TAMPA — Well, that was entertaining. And maybe a little scary.
The Lightning played what might have been their best 20 minutes of hockey all season in the first period against Boston on Monday night. They also outscored the Bruins in the third period.
And, yet, they still managed to lose 5-3.
That’s how hot the Bruins are. And that’s how much ground the Lightning need to make up if they plan on extending their three-year hold on the Eastern Conference.
The Bruins survived Tampa Bay’s impressive start to come out of the first period with a 1-1 tie, then blew the game open with three consecutive goals in a 10-minute span of the second period.
Boston already had a sizable lead on the Lightning in the Atlantic Division coming into the game and has now widened that gap to an emphatic 11 points through the season’s first 19 games.

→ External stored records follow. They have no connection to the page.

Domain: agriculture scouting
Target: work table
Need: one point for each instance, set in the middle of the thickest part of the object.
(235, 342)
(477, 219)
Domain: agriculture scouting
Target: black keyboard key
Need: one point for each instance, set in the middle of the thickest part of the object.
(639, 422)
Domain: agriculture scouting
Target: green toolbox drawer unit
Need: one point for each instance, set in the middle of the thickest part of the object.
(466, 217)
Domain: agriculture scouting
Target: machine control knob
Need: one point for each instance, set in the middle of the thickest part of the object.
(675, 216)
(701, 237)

“That’s why they’re an elite team in the league,” Lightning coach Jon Cooper said. “It doesn’t go their way, and they kept it together and stuck with it. When it didn’t go our way, we didn’t handle it that well.
“Two good teams, it was a good game for the most part, but they deserved it more than we did.”

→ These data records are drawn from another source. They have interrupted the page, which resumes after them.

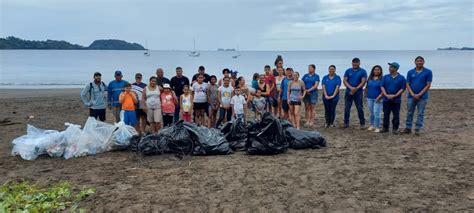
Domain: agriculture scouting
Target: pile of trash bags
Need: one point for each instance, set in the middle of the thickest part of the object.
(96, 137)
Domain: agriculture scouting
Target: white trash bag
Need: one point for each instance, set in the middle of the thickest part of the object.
(36, 142)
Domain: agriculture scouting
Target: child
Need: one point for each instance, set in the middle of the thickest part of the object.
(186, 103)
(225, 95)
(168, 105)
(238, 104)
(128, 99)
(259, 103)
(213, 100)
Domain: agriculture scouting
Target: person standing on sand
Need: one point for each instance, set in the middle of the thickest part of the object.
(311, 82)
(331, 84)
(94, 97)
(374, 97)
(113, 92)
(354, 80)
(138, 87)
(418, 85)
(178, 83)
(160, 78)
(393, 85)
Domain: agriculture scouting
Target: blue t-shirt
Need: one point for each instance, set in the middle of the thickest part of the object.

The good news is it’s still ridiculously early. And regular-season results in November are not necessarily a precursor to what you’ll see once spring arrives.

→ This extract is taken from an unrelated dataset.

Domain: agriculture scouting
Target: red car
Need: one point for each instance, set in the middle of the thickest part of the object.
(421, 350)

In the previous five years, the Bruins and Lightning had gone 8-8 against each other in the regular season. But all that really matters is the Lightning went 8-2 against Boston in two postseason showdowns. In other words, there’s plenty of time and hope for better results to come.
“Guess we just have to remember this feeling because, you know, we felt like was could have walked out of here with two points,” said forward Pat Maroon, who had two assists and a plus-one rating.
So what went wrong for Tampa Bay on Monday?
You could make the argument that the Lightning took too many penalties. Boston’s tiebreaking goal came on the power play, and the Bruins rode that momentum to another score 31 seconds later.
You could also say Tampa Bay left too many scoring opportunities on the ice in the first period and had a ridiculous 21 giveaways on the night.
But, mostly, you should say Boston was tighter, smarter and controlled the real estate in front of the Tampa Bay net. Other than their first goal, the Bruins did most of their damage within a few feet of the goalie crease. That includes Patrice Bergeron getting his 1,000th career point by setting up Brad Marchand for a goal on a rebound in the second period.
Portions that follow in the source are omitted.